To motivate the use of ts2ts relationships for browsing documents, Figure 2 provides an example that compares them to d2w relationships. The example is in an educational domain on Adelson-Velsky and Landis’ (AVL) trees, a subject taught in Computer Science curricula. The example corresponds to manual transcripts from video lectures. In Figure (a)a, the target word is “BST” (Binary Search Tree). From this example it is possible to understand why d2w relationships are not helpful when specific information in a document needs to be found. In there are multiple occurrences of the word “BST”, indicating that it is used in different topics of the lecture. The problem is that from the word we can only reach a document, which gives no indication of the context where it was used. Even if the word is highlighted, such as in the example, we still would not know which of the occurrences is the appropriate one.

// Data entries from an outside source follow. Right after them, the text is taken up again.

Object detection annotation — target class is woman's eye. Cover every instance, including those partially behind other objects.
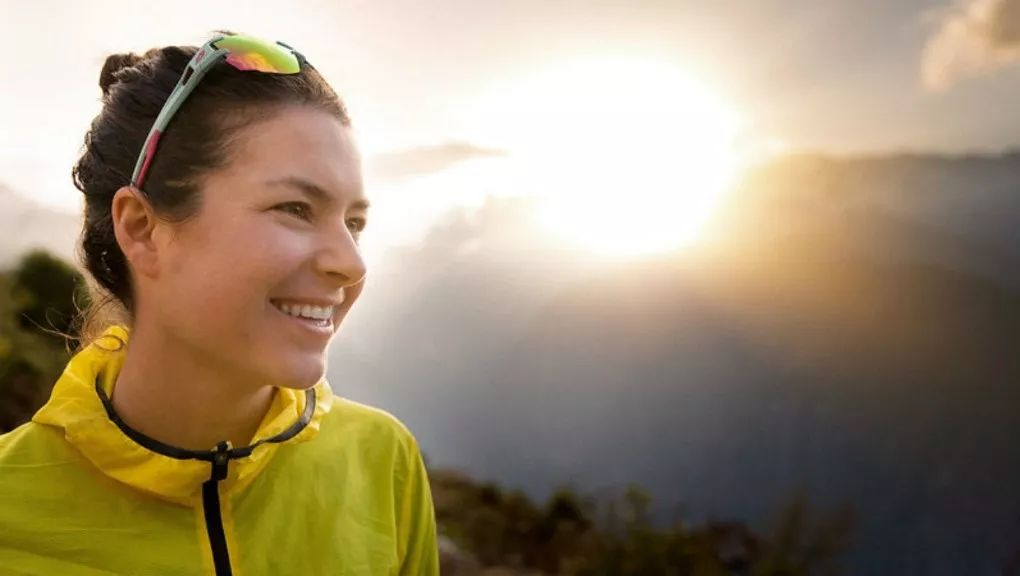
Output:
[276,202,312,220]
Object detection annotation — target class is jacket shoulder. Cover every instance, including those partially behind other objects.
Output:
[0,422,70,462]
[325,397,417,446]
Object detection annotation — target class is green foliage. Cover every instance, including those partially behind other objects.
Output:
[0,247,85,433]
[430,471,852,576]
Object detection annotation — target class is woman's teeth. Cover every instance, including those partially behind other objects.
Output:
[273,302,334,320]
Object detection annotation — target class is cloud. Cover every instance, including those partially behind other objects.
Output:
[921,0,1020,90]
[368,142,506,179]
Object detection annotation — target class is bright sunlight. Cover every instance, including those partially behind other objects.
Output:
[473,57,740,255]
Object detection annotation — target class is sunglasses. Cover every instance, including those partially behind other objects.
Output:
[131,35,307,188]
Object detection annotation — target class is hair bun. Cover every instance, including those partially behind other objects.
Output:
[99,53,145,96]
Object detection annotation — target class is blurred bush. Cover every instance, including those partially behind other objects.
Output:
[0,246,88,433]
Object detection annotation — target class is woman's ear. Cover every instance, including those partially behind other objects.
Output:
[110,186,159,277]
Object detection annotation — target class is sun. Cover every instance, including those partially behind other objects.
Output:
[473,57,741,255]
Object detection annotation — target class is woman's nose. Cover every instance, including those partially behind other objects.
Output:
[315,224,367,286]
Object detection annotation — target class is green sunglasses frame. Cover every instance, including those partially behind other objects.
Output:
[131,35,308,189]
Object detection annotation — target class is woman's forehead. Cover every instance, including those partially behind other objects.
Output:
[213,107,364,203]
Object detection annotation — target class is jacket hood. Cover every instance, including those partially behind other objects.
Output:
[33,326,333,506]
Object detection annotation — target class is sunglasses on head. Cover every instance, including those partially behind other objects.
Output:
[131,35,306,188]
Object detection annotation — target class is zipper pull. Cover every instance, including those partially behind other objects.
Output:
[209,441,234,482]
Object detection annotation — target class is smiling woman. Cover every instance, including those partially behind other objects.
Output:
[0,34,439,576]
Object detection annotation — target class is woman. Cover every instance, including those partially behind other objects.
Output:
[0,34,439,576]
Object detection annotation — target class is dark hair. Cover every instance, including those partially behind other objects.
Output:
[72,33,350,345]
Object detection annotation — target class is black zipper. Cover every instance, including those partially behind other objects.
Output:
[202,442,233,576]
[96,378,317,576]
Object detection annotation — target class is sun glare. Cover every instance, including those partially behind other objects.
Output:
[473,58,740,255]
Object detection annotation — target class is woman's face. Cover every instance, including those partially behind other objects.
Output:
[138,106,367,388]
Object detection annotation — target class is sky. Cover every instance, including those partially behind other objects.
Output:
[0,0,1020,253]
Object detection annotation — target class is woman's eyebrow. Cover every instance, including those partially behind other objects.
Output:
[265,176,371,210]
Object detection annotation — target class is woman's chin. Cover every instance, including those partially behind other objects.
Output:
[273,355,325,390]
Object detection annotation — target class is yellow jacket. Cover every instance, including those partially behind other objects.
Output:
[0,327,439,576]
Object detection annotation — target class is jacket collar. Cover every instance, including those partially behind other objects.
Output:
[33,326,333,506]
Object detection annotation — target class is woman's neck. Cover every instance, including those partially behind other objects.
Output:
[111,326,275,450]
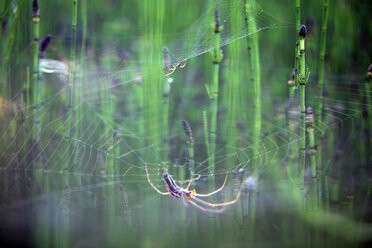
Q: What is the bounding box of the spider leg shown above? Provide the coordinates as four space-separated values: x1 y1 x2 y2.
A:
187 199 226 213
191 175 245 207
163 66 177 76
186 176 192 190
194 173 227 197
145 166 169 195
179 60 187 68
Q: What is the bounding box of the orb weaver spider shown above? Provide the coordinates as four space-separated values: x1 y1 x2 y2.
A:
164 60 186 76
146 166 244 213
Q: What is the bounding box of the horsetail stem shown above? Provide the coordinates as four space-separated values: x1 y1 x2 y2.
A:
36 34 52 137
162 47 173 160
32 0 41 139
364 64 372 162
298 25 309 178
306 107 317 177
182 120 195 171
209 10 223 173
294 42 300 90
288 69 296 102
296 0 301 33
245 0 261 169
203 110 210 157
316 0 328 128
32 0 40 103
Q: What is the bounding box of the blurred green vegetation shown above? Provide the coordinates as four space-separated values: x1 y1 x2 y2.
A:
0 0 372 247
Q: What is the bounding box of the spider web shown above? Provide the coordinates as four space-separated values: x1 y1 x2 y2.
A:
0 0 371 215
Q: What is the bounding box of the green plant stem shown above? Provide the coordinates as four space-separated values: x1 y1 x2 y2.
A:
316 0 328 124
0 0 22 98
209 11 223 173
246 1 262 169
299 26 308 178
362 74 372 163
296 0 301 33
203 110 210 157
67 0 77 138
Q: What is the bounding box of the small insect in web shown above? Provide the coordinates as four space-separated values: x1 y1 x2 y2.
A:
164 60 186 76
146 166 244 213
163 47 186 76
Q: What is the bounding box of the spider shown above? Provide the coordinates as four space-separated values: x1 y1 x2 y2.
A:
164 60 186 76
146 166 244 213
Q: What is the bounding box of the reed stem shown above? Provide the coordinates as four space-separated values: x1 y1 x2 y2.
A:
316 0 328 124
209 10 223 173
299 25 309 178
162 47 173 161
182 120 195 175
245 0 262 169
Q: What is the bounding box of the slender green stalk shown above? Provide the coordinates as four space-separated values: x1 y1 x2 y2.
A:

This contrasts with the ts2ts relationship in Figure (b)b, where it is possible to easily find in both documents where the topic of binary search trees is covered. Since the relationship is established at the topic segment level on both ends, users can immediately analyze the corresponding text, since it is topically self-contained.

(a) Subfigure 1 list of figures text
(b) Subfigure 2 list of figures text
Figure 2: Cross-document relationships in the AVL domain.

The research area in which this work is framed is graph-community detection [6, 7]. We propose the use of these methods to explore a co-occurrence graph structure, which models how words relate in different documents. The goal is to use the discovered word communities to perform cross-document relationship identification. We hypothesize that approaches based on text similarity, such as clustering, cannot cope with this task, since a substantial part of the vocabulary is shared in related documents. In this context, one of the challenges consists of studying ways to use the discovered words communities to identify cross-document topic segment equivalence relationships.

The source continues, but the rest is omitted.